1. The Quarto

The first documentary evidence of the existence of at least some of the poems that constitute Shakespeare's 1609 volume remains Francis Meres's 1598 praise of the author in his Palladis Tamia:

As the {s}oule of Euphorbus was thought to liue in Pythagoras {s}o the {s}weete wittie {s}oule of Ovid liues in melli{fl}uous |&| hony­tongued Shake{s}peare,witnes his Venus and Adonis,his Lucrece , his {s}ugred Sonnets among his priuate friends,|&c|.

That this encomium refers to sonnets by Shakespeare in circulation at the time is not in doubt (cf. Lee 27), and in the following year, two (138 and 144) were published in The Passionate Pilgrime, a miscellany containing twenty poems by various poets. The title page to the second edition contains the ascription "By W. Shakespeare," but only five of the poems appear to be his. Up to the 1940s, scholars were aware of only two printings of The Passionate Pilgrime--1599 and 1612--both by William Jaggard. As it turns out, however, there was yet another edition that preceded the surviving Jaggard of 1599 (cf.
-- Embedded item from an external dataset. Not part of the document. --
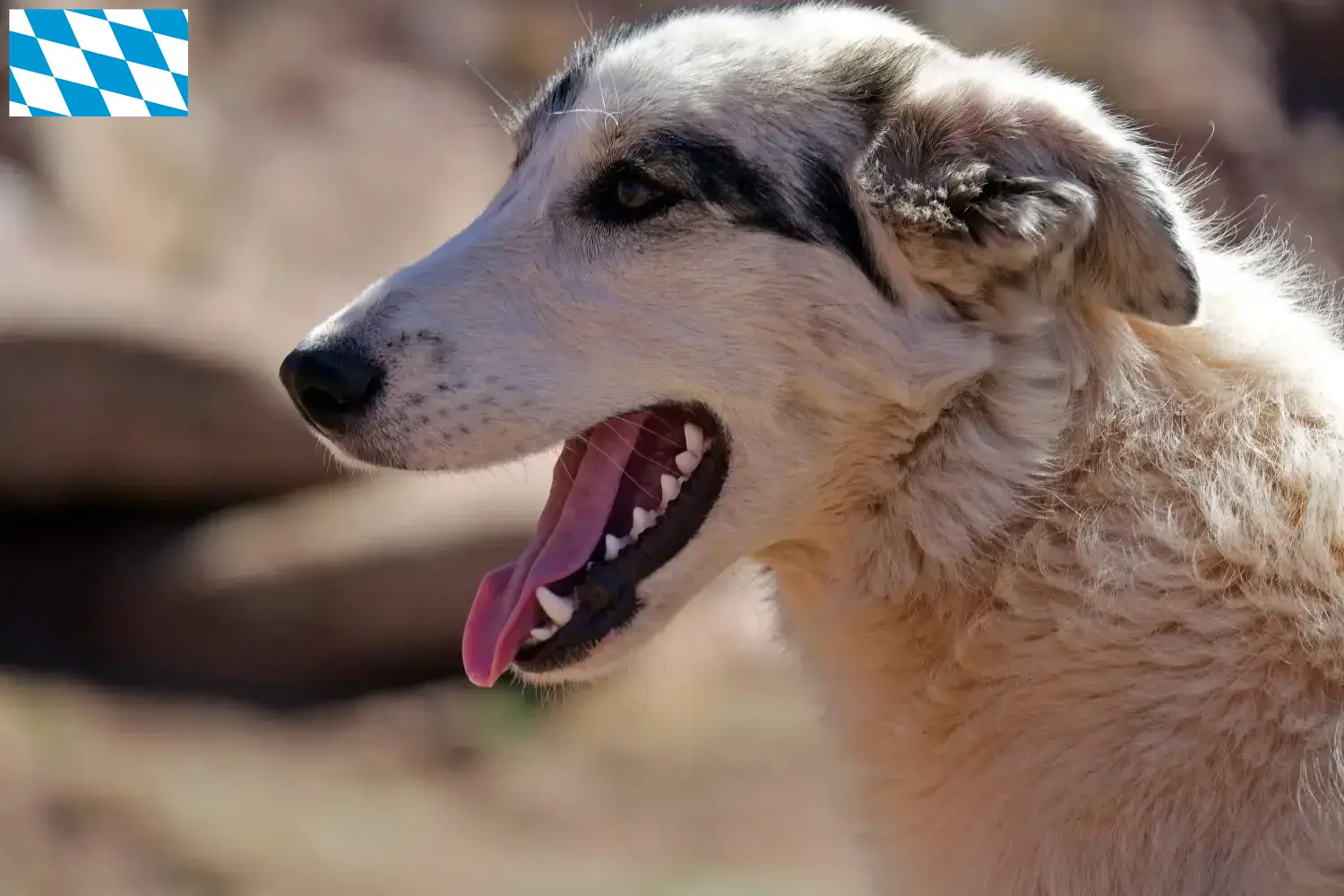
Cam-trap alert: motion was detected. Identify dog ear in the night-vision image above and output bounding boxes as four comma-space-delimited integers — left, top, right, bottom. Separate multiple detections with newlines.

Rollins 1.353). The issue of the relationship between The Passionate Pilgrime versions of Sonnets 138 and 144, the first two poems of the volume, and those of the 1609 Quarto is still unresolved (cf. Booth 476­77, 496­97). Despite the significant differences between the versions of these sonnets, the only emendation of a substantive universally followed by modern editors is Malone's "{{s}i}de" for "{{s}i}ght" in line six of Sonnet 144: "The quarto has--from my sight. The true reading is found in The Passionate Pilgrim" (20.349). Nonetheless, Stephen Booth, although he adopts Malone's emendation, entertains the possibility that "sight" may not have been a misreading (496­97).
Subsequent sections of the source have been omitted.